The 16 recommendations in the report were:

  • NHS Digital and the 44 Sustainability and Transformation Partnerships (STPs) should consider producing reviews outlining how AI could be appropriately integrated to deliver service transformation and better outcomes for patients at a local level.
  • NHS England and the National Institute for Health and Care Excellence should set out a clear framework for the procurement of AI systems.
  • The NHS should pursue its efforts to fully digitise its data and ensure that moving forward all data is generated in machine-readable format.
  • NHS England and the National Institute for Health and Care Excellence should consider including the user-friendliness of IT systems in the procurement process of data collection systems.
  • NHS Digital should make submissions to the Data Quality Maturity Index mandatory, to have a better monitoring of data quality across the healthcare system.

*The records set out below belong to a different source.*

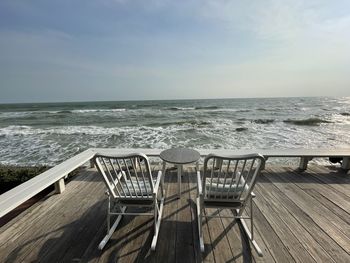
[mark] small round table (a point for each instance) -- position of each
(179, 157)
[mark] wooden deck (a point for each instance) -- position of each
(302, 217)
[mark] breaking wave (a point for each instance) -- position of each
(307, 122)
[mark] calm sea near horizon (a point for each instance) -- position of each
(48, 133)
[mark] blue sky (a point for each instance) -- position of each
(133, 49)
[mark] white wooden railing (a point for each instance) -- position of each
(18, 195)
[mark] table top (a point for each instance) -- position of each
(180, 155)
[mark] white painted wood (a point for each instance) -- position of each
(346, 163)
(60, 186)
(303, 163)
(226, 152)
(16, 196)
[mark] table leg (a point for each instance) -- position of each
(179, 172)
(163, 175)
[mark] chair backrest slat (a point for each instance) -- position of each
(127, 176)
(116, 173)
(134, 167)
(230, 178)
(143, 175)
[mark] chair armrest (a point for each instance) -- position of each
(199, 183)
(159, 177)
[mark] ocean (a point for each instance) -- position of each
(48, 133)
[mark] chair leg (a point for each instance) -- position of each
(200, 232)
(250, 234)
(110, 230)
(157, 221)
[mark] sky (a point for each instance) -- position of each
(86, 50)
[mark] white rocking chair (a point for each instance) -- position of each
(129, 182)
(227, 183)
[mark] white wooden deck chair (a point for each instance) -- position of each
(129, 182)
(227, 183)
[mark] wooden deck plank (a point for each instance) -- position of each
(49, 225)
(286, 235)
(311, 181)
(327, 243)
(219, 241)
(334, 178)
(166, 245)
(184, 237)
(330, 223)
(307, 242)
(308, 207)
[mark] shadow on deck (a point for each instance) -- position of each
(298, 217)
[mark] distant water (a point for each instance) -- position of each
(49, 133)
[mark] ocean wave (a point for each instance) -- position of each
(307, 122)
(179, 123)
(180, 108)
(239, 129)
(207, 108)
(63, 112)
(263, 121)
(98, 110)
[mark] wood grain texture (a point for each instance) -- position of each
(298, 217)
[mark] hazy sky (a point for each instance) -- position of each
(172, 49)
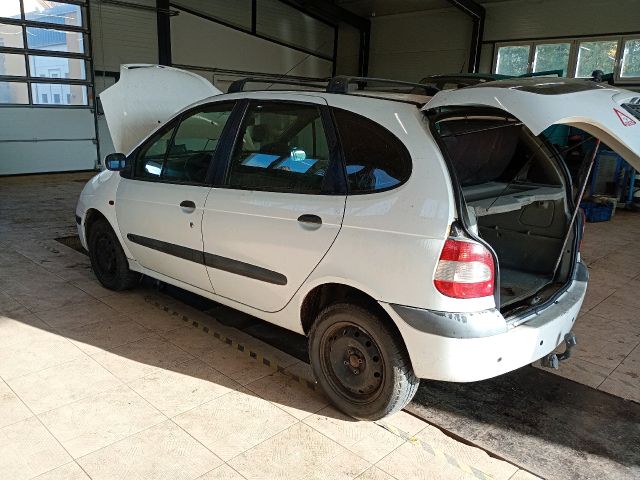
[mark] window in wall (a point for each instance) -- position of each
(596, 56)
(513, 60)
(375, 158)
(54, 12)
(631, 59)
(15, 93)
(12, 64)
(11, 36)
(10, 8)
(551, 56)
(65, 36)
(282, 147)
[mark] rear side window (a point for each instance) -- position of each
(281, 147)
(375, 159)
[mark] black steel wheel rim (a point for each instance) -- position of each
(352, 362)
(105, 252)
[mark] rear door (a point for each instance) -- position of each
(608, 113)
(281, 205)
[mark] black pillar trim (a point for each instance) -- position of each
(164, 32)
(477, 14)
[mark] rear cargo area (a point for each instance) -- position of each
(515, 193)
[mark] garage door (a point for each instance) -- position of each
(46, 97)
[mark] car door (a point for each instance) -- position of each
(160, 207)
(281, 205)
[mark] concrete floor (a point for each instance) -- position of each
(136, 385)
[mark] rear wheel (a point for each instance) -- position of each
(108, 260)
(360, 363)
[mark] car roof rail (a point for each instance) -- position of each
(239, 85)
(341, 84)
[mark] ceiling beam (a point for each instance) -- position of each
(477, 14)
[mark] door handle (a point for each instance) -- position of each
(307, 218)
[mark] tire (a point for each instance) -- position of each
(360, 363)
(108, 260)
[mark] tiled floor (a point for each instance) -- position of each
(101, 385)
(607, 356)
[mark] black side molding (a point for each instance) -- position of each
(210, 260)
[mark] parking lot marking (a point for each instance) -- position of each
(246, 350)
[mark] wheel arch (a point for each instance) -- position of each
(328, 293)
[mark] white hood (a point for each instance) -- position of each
(145, 97)
(608, 113)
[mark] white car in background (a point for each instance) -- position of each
(407, 236)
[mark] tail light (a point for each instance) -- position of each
(465, 270)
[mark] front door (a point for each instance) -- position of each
(160, 208)
(281, 206)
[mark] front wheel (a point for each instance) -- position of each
(360, 363)
(108, 260)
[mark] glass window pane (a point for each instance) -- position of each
(552, 56)
(12, 64)
(283, 149)
(11, 36)
(375, 158)
(237, 12)
(194, 144)
(10, 9)
(58, 94)
(54, 12)
(57, 67)
(151, 157)
(14, 93)
(596, 56)
(513, 60)
(631, 59)
(56, 40)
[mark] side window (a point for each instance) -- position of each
(281, 147)
(185, 156)
(150, 160)
(375, 158)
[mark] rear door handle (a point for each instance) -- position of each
(307, 218)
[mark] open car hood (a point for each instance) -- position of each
(145, 97)
(608, 113)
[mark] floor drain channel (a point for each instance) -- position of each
(251, 353)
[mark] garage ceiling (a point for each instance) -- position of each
(368, 8)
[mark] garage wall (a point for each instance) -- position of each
(411, 46)
(203, 42)
(524, 19)
(123, 34)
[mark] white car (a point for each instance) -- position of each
(407, 236)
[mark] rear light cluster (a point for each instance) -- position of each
(465, 270)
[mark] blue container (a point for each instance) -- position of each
(597, 212)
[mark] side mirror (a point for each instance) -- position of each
(116, 162)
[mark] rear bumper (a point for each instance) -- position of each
(440, 357)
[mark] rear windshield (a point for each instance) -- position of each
(486, 148)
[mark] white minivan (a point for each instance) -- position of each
(407, 236)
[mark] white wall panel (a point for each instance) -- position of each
(411, 46)
(46, 140)
(123, 35)
(199, 42)
(44, 156)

  • In line with the recommendation of the Wachter review, all healthcare IT suppliers should be required to build interoperability of systems from the start allowing healthcare professionals to migrate data from one system to another.
  • NHS Digital should commission a review seeking to evaluate how data from technologies and devices outside of the health and care system, such as wearables and sensors, could be integrated and used within the NHS.
  • NHS Digital, the National Data Guardian and the ICO, in partnership with industry, should work on developing a digital and interactive solution, such as a chatbot, to help stakeholders navigate the NHS’s data flow and information governance framework.
  • NHS Digital should create a list of training datasets, such as clinical imaging datasets, which it should make more easily available to companies who want to train their AI algorithms to deliver better care and improved outcomes.
  • The Department of Health and the Centre for Data Ethics and Innovation should build a national framework of conditions upon which commercial value is to be generated from patient data in a way that is beneficial to the NHS.
  • The Medicine and Healthcare products Regulatory Agency and NHS Digital should assemble a team dedicated to developing a framework for the ethical and safe applications of AI in the NHS.
  • Every organisation deploying an AI application within the NHS should clearly explain on their website the purpose of the app, what type of data is being used, how it is being used and how they are protecting anonymity.
  • The Medicine and Healthcare products Regulatory Agency should require as part of its certification procedure access to data pre-processing procedures and training data.
  • The Medicine and Healthcare products Regulatory Agency Review in partnership with NHS Digital should design a framework for testing for biases in AI systems. It should apply this framework to testing for biases in training data.
  • Tech companies operating AI algorithms in the NHS should be held accountable for system failures in the same way that other medical device or drug companies are held accountable under the Medicine and Healthcare products Regulatory Agency framework.
  • The Department of Health in conjunction with the Care Quality Commission and the Medicine and Healthcare products Regulatory Agency should develop clear guidelines as to how medical staff interact with AI as decision-support tools.